Elgin, Ceres, Walker Bay – these are among areas that might provide prospects for improved performances of such vines (cool-climate loving riesling, gewurztraminer and pinot noir). But production there is restricted. Introduction of a General Index of variety/style
1984 – Jan Boland Coetzee Foreword
The impression I have is that we have produced and distributed wine without ‘selling’ it. The French .. ‘sell’ a story with every bottle.
It would be a great tragedy if the strides in quality were not matched by imaginative and fresh approaches … to loosen up and re-structure the industry .. to meet the challenges of the times ….
1985 – Author’s note
… we have modified our method of assessment and as a result a number of wines have a lower star rating than in previous years.
… the growing number of Cape wines vinified from inherently superior grape varieties, such as chardonnay and sauvignon blanc …, made it increasingly inappropriate to continue assessing wines by cultivar. A ‘very good’ chenin blanc would in the past receive four stars, the same as a ‘very good’ sauvignon blanc when the latter invariably was instrinsically a better wine. (Of course, John’s view of chenin has since gone through 180 °; see pp 46-47 in his book My Kind of Wine)

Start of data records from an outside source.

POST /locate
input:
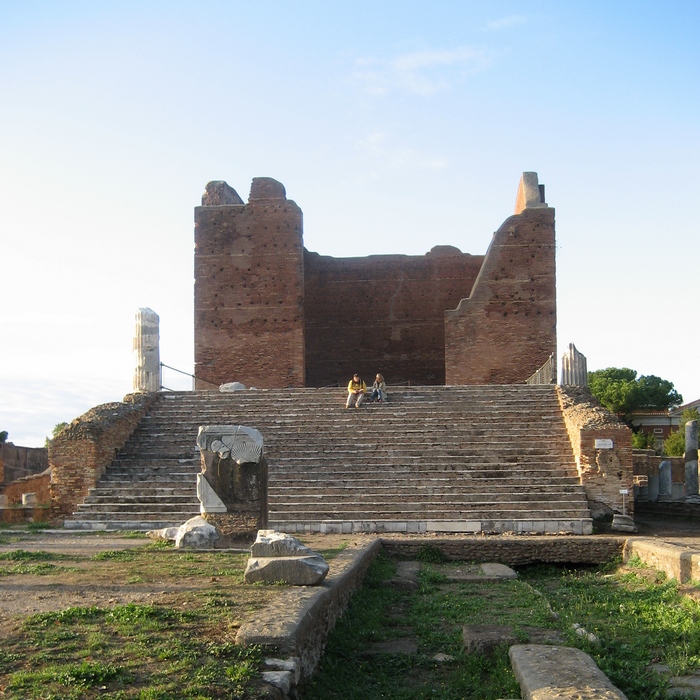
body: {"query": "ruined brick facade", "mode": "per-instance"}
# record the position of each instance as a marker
(270, 314)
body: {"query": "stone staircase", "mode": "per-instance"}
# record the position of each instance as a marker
(432, 459)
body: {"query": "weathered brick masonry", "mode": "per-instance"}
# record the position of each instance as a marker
(513, 551)
(604, 471)
(270, 314)
(506, 328)
(80, 454)
(381, 313)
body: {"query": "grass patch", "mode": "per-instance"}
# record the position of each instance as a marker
(178, 646)
(635, 618)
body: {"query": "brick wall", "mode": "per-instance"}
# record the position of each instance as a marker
(17, 462)
(80, 454)
(249, 290)
(506, 329)
(37, 484)
(603, 472)
(383, 313)
(269, 314)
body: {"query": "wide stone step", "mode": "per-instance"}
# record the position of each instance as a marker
(389, 513)
(126, 508)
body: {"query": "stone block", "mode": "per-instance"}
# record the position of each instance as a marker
(294, 571)
(270, 543)
(196, 533)
(560, 673)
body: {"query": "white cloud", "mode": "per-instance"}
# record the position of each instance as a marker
(376, 146)
(504, 22)
(421, 73)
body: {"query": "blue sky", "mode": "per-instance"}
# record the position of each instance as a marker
(395, 126)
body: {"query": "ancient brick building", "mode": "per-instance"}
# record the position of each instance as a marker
(269, 313)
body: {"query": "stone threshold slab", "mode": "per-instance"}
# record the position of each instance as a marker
(678, 561)
(580, 526)
(299, 619)
(559, 673)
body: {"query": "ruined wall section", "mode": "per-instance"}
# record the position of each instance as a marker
(80, 454)
(382, 313)
(249, 288)
(506, 329)
(602, 447)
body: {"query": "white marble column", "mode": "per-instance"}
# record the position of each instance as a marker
(574, 368)
(147, 351)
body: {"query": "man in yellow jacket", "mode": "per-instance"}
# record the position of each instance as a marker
(356, 391)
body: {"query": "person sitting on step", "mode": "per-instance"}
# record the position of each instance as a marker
(378, 390)
(356, 391)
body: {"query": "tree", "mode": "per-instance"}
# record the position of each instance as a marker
(622, 392)
(674, 444)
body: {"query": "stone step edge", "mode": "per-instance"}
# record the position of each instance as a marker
(573, 526)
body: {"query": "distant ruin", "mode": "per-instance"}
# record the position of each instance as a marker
(271, 314)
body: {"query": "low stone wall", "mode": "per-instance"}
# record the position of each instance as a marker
(38, 484)
(17, 462)
(681, 562)
(604, 472)
(25, 514)
(515, 551)
(80, 454)
(299, 620)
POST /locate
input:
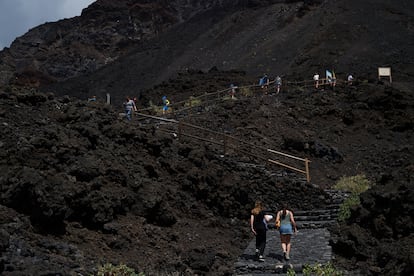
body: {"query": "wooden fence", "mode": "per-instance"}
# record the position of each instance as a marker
(230, 144)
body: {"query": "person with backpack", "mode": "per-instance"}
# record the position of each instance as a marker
(264, 83)
(287, 226)
(129, 106)
(166, 104)
(278, 84)
(258, 225)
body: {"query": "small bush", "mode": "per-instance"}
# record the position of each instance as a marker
(246, 91)
(119, 270)
(319, 270)
(192, 102)
(345, 209)
(354, 184)
(290, 272)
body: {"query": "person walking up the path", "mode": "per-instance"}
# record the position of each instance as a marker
(232, 90)
(166, 104)
(278, 84)
(287, 228)
(316, 79)
(264, 83)
(129, 106)
(258, 225)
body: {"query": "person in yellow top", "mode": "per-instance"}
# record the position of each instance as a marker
(286, 229)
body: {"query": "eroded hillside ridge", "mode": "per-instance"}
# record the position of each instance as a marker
(105, 31)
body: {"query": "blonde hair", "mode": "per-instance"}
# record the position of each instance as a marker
(258, 207)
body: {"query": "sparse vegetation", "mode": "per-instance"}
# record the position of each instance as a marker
(192, 101)
(320, 269)
(355, 185)
(246, 91)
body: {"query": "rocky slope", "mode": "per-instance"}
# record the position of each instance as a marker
(79, 187)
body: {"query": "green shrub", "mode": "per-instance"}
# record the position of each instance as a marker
(319, 270)
(354, 184)
(345, 208)
(119, 270)
(246, 91)
(192, 101)
(291, 272)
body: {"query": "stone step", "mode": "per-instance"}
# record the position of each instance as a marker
(309, 246)
(316, 218)
(315, 224)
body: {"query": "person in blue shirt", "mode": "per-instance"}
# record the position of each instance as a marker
(258, 225)
(129, 106)
(286, 229)
(165, 103)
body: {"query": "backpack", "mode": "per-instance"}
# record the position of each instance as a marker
(261, 81)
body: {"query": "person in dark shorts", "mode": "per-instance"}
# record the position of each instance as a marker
(286, 229)
(258, 225)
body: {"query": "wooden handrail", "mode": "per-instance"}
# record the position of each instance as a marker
(225, 142)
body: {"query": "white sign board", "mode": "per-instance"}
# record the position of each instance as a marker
(384, 72)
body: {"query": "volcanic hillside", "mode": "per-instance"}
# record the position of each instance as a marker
(81, 186)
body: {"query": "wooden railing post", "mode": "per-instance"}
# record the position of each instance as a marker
(179, 130)
(307, 170)
(225, 143)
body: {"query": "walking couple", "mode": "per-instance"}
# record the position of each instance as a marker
(285, 222)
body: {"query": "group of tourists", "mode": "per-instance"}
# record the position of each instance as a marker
(284, 222)
(130, 106)
(264, 83)
(330, 79)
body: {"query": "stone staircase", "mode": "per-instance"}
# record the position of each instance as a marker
(309, 246)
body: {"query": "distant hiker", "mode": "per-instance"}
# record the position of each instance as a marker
(278, 84)
(232, 90)
(350, 79)
(166, 103)
(93, 99)
(129, 106)
(286, 229)
(258, 225)
(316, 79)
(264, 82)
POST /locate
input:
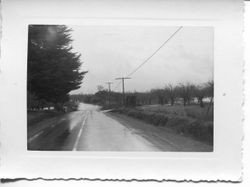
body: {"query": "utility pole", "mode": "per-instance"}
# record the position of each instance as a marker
(123, 88)
(109, 85)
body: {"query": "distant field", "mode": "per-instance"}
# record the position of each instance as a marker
(190, 120)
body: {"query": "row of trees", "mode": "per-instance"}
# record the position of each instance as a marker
(171, 94)
(186, 92)
(53, 68)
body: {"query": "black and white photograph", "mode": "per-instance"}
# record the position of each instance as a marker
(114, 90)
(120, 88)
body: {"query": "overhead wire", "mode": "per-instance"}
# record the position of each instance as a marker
(147, 59)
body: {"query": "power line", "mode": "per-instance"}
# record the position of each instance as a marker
(145, 61)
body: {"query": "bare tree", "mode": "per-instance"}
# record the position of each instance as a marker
(210, 92)
(200, 93)
(186, 92)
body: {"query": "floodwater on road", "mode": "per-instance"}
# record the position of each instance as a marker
(90, 129)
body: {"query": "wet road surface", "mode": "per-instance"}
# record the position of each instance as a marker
(90, 129)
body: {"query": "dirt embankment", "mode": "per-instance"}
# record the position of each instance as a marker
(192, 121)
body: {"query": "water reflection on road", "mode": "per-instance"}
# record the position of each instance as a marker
(87, 129)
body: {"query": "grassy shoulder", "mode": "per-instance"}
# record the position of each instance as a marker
(190, 120)
(34, 117)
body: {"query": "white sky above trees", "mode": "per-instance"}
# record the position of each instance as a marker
(109, 52)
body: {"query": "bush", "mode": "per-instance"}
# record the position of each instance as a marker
(198, 129)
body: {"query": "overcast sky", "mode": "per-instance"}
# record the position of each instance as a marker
(109, 52)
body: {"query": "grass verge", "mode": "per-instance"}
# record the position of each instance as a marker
(192, 120)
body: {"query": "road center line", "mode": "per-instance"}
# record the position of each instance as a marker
(80, 132)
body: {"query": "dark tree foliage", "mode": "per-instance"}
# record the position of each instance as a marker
(53, 69)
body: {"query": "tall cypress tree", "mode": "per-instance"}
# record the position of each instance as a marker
(53, 69)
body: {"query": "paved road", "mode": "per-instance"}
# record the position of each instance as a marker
(90, 129)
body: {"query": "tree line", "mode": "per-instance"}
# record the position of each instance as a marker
(53, 68)
(171, 94)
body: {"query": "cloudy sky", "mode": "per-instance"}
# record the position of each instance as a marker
(109, 52)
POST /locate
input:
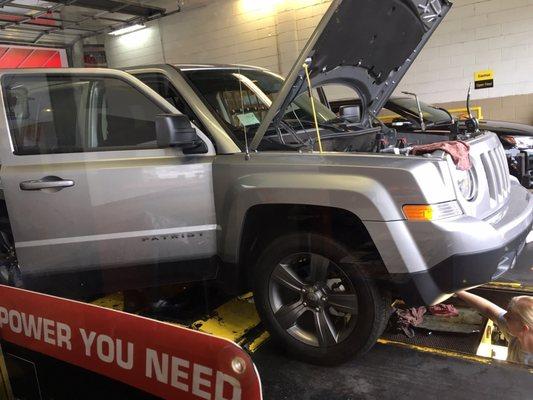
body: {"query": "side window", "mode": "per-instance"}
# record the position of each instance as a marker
(161, 84)
(65, 114)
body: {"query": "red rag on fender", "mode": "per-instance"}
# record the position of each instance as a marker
(458, 150)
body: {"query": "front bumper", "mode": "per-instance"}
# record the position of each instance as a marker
(458, 272)
(428, 262)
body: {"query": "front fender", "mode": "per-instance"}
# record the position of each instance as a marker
(373, 188)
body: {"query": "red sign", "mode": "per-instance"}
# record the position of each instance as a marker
(165, 360)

1985 – Peter Devereux Foreword
Times of change are times of high excitement. For many winelovers they are also times of confusion – old knowledge becoming obsolete, new labels arriving in the shops … How important, then to have an annual update like this .. an assembly of well-presented reference. Five stars – Backsberg Cabernet Sauvignon; Delheim Edelspatz Noble Late Harvest; Kanonkop Cabernet Sauvignon & Paul Sauer Fleur 1982; Meerlust Cabernet Sauvignon & Rubicon; Nederburg Private Bin R103 & Edelkeur; Overgaauw Tria Corda; Stellenryk Collection Cabernet Sauvignon; Vriesenhof Vintner’s Private Reserve; Welgemeend Estate Wine. (E&OE!)
1986 – Author’s note
More and more now, when you visit a cellar, after … tasting, the winemaker will wink confidentially and say: ‘Have we a few more minutes?’ He (Still very much ‘he’ in those days – AL) then .. pulls a cork or draws a sample. ‘Just something we’ve been trying on the side,’ he will beam proudly. Among such non-commercial wines I’ve tasted this past season are some absolutely superlative ones. In fact, they may outrank a number of the best mentioned in this book.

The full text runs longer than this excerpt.